With doctors at both UPMC and Sloan Kettering, Ford began aggressive treatment. Five rounds of chemotherapy, a nine-hour surgery and radiation brought his Curie score down to two. Multiple cycles of immunotherapy got the score down further and, in March of 2020, the Bartles were told that his score was down to zero.
“We were super excited,” said his father, Bobby Bartle. “He was considered to have no evidence of disease,” added Carly.
Ford was thriving in preschool when, about a year later, a scan found a small cancerous spot on his head in February 2021. It was treated with radiation but in October of that year, more spots appeared in his brain, which cleared with more intense radiation.
But in August 2023, another spot appeared. Ford had already tried so many treatments, and his parents wondered if they were no longer working. They had heard from other parents about the clinical trials that Sholler was running of DFMO, and its promise in preventing relapses.
And then, the next month, Sholler joined Penn State Health.
They spoke to Sholler on the phone nearly immediately. In October, they had their first meeting to officially enroll Ford in a DFMO trial.
Just two months later, in December 2023, the FDA announced that it had approved DFMO to reduce the risk of neuroblastoma relapse. The medication is designed to be used for two years as a maintenance drug after patients enter remission after their initial treatment.
“In the U.S., it’s now the standard of care,” Sholler said. “At the end of upfront treatment, every child should get DFMO.”
In the last few months, Australia and the United Kingdom have approved the drug as well. Sholler has patients coming to Penn State Health from nearly 30 counties where it is not yet approved to enroll in clinical trials here to get the drug.
The drug is officially named iwilfin, after two of her patients named Will and Finn, who participated in DFMO trials and are still cancer free.
The drug’s development was funded almost entirely by money raised by the parents of patients with neuroblastoma, through a fund called Beat Childhood Cancer. Money raised by the THON dance marathon at Penn State is also now funding more research by Sholler and her colleagues.
Since Ford began taking the drug in October 2023, he has had no relapses — an encouraging sign that DFMO is working given his three relapses in the years prior. “Usually it’s shorter and shorter between relapses, so this has been longer than expected,” Sholler said. “To see him looking wonderful and in remission is exciting.”
In the 20 years since Sholler began her quest to improve survival rates for neuroblastoma, they have indeed risen substantially — thanks to DFMO and other treatments such as the antibody immunotherapy that Ford received.
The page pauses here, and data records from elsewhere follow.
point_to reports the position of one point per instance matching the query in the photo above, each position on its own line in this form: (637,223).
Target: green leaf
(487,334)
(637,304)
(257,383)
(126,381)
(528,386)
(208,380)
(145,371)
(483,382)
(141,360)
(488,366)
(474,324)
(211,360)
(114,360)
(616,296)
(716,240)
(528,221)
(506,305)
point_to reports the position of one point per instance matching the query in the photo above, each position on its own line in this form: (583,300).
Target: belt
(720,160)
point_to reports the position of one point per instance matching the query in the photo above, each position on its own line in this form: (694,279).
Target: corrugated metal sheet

The overall survival rate from the start of treatment is now about 70%, she said, and around 85% for patients who make it through their initial course of treatment.
With every visit to Penn State Health, Ford opens up more of his personality to Sholler. When a photographer took pictures of his visit this August, the two posed together showing off their muscles. The photo became a billboard that launched recently around Hershey.
Next to the photo, a caption reads, “We won’t stop until every child is cured.”